Der elitäre Klettersnob, der er nach eigenem Bekunden mal war, ist milder geworden. Er freut sich über die neuen core groups. Hält man ihn für den Chef dieser »tollen Handschuhfirma«, dann gefällt ihm das. Und wenn andere beim Namen Black Diamond zuerst an Trekkingstöcke oder Stirnlampen denken, dann weiß er, dass die Firma einen guten Job macht. Der Anspruch, den Black Diamond hat, ist ebenso klar wie ehrgeizig: Man will Referenzprodukte herstellen, in welcher Kategorie auch immer. Peter Metcalf setzt ein schmales Lächeln auf, das seinem Gegenüber leicht den Schweiß auf die Stirn treiben kann, und sagt die schönen Worte »With age comes wisdom« – Mit dem Alter kommt die Weisheit. Peter ist 55 Jahre alt.

Auch Christian Jaeggi, 54 Jahre, hat diesen Blick. Wer von ihm fixiert wird, fühlt sich wie der winzige Griff über dem Abgrund: Der Kletterer wird ihn nicht loslassen, bevor er den nächsten ergreifen kann. Christian ist der Europa-Chef von Black Diamond. Schon Ende der 1970er-Jahre kletterte er Big Walls im kalifornischen Yosemite Valley, wo er 1979 auch Yvon Chouinard kennenlernte. In den Alpen punktete er an extremen Klassikern, etwa am Freney-Pfeiler des Mont Blanc, und in den Bergen der Welt gelangen ihm Touren wie die dritte Begehung der Ama-Dablam-Westwand in Nepal.
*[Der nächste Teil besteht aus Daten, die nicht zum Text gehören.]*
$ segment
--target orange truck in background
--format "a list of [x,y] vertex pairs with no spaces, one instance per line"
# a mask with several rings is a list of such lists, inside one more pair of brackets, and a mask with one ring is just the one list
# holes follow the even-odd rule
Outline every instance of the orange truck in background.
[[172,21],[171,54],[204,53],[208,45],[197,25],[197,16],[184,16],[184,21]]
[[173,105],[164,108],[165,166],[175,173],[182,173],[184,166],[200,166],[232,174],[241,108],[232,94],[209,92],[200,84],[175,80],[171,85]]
Black Diamond Europa in Reinach hat seinen Standort ziemlich genau in der Mitte des Kontinents, knapp südlich von Basel – und unmittelbar neben den Jurafelsen. Die 40 Mitarbeiter aus neun Nationen exerzieren keine »dawn patrols«, sie feiern lieber »dusk sessions«: Nach Feierabend geht es oft in eines der 20 Klettergebiete im Umkreis, wo im Schein der hauseigenen Stirnlampen und Laternen geklettert und gebouldert wird.

 

Feiern am Abend

Bevor die Europazentrale im Jahr 1997 öffnete, waren die Teile mit dem Diamanten hierzulande schwer zu bekommen. Heute erwirtschaftet man in der Alte Welt schon 40 Prozent des globalen Umsatzes. Ungefähr 1800 Fachhändler werden aus dem Europalager im nahen Weil am Rhein (Deutschland) beliefert, nur 15 Minuten von Reinach entfernt. Hier wird ausgepackt, was die chinesische Black-Diamond-Tochter in Zhuhai liefert, Container für Container, per Schiff den Rhein hinauf.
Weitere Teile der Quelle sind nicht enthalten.